“Through careful comparative analysis, Clarno undermines the popular misconception that Israel/Palestine and South Africa took divergent paths in the 1990s, with the latter becoming a model of post-racial freedom and equality. Instead, as he persuasively explains, the experiences and standards of living of poor Palestinians and poor Blacks in South Africa are similarly precarious and vulnerable to violence and marginalization. The theoretically rich ways in which Clarno explains apartheid in terms of neoliberal political economy will give the concept a far broader cache among scholars and activists than it currently has.” Lisa Hajjar, author of Torture: a sociology of violence and human rights
“Neoliberal Apartheid is an exciting, highly innovative, thought-provoking, and powerfully argued analysis of socioeconomic inequality and the governance of social exclusion.

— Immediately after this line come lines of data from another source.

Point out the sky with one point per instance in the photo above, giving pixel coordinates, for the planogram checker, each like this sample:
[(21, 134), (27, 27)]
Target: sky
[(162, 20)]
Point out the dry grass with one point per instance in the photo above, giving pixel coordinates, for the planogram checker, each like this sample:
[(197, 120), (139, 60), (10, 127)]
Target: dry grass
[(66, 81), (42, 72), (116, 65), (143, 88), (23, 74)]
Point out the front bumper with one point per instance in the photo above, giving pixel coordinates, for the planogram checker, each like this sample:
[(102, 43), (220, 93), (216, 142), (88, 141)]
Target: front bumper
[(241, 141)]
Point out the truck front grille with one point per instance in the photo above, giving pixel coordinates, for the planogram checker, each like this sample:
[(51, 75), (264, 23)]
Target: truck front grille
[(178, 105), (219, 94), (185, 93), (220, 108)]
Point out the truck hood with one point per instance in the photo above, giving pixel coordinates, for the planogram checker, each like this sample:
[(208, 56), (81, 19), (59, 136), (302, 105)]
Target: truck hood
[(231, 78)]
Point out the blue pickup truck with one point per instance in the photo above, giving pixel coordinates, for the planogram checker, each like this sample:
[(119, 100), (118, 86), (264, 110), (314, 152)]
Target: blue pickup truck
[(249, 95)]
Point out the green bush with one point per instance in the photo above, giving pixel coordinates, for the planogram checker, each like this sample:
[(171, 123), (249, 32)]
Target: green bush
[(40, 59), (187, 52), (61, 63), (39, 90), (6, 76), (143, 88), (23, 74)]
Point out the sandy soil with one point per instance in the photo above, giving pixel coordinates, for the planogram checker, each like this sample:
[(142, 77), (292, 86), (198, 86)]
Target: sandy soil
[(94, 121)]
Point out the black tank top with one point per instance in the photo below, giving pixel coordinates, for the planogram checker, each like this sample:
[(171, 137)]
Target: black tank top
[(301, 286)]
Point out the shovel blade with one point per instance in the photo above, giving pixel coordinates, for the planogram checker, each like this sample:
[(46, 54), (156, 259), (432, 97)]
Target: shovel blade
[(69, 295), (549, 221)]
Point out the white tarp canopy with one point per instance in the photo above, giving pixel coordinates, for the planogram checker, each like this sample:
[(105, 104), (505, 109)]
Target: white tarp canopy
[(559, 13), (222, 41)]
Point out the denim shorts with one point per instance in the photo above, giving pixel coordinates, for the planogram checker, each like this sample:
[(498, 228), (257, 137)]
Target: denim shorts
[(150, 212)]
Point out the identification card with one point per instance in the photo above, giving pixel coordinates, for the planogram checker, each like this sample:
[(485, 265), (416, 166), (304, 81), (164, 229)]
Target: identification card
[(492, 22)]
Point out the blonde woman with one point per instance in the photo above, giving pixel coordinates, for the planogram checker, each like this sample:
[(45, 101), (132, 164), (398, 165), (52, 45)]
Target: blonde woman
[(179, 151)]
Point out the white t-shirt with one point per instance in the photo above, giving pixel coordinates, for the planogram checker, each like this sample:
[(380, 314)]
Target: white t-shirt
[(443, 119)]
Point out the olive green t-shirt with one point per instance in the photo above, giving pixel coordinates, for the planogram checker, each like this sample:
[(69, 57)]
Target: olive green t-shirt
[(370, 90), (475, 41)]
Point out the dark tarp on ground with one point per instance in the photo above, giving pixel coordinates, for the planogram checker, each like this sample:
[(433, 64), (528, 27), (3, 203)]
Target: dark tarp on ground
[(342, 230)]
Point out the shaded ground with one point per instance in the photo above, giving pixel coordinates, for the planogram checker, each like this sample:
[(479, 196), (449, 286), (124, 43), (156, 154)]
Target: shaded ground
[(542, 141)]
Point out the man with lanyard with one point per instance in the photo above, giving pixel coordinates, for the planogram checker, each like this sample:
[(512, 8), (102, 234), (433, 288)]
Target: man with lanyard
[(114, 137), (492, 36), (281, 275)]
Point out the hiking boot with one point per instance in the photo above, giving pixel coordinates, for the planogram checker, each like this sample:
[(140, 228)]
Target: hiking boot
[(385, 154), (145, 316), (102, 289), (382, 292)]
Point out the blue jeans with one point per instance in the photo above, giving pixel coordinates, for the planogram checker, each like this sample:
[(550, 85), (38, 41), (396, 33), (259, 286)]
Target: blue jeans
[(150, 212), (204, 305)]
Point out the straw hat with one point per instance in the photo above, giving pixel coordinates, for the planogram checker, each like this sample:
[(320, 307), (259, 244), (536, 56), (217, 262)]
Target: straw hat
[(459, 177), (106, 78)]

Clarno’s study is grounded in an impressive ethnographic fieldwork, which has taken him from South African townships to Palestinian refugee camps, where he talked to a wide array of informants, from local residents to policymakers, political activists, business representatives, and local and international security personnel. The width and depth of Clarno’s research, combined with wide-ranging first-hand accounts of realities otherwise difficult for researchers to access, make the book a path-breaking contribution to the study of social change, political transitions, and security dynamics in highly unequal societies.” Franco Barchiesi, author of Precarious Liberation
This book won the American Sociology Association: ASA-Paul Sweezy Book Award.
Andy Clarno is Assistant Professor of Sociology and African American Studies at the University of Illinois at Chicago.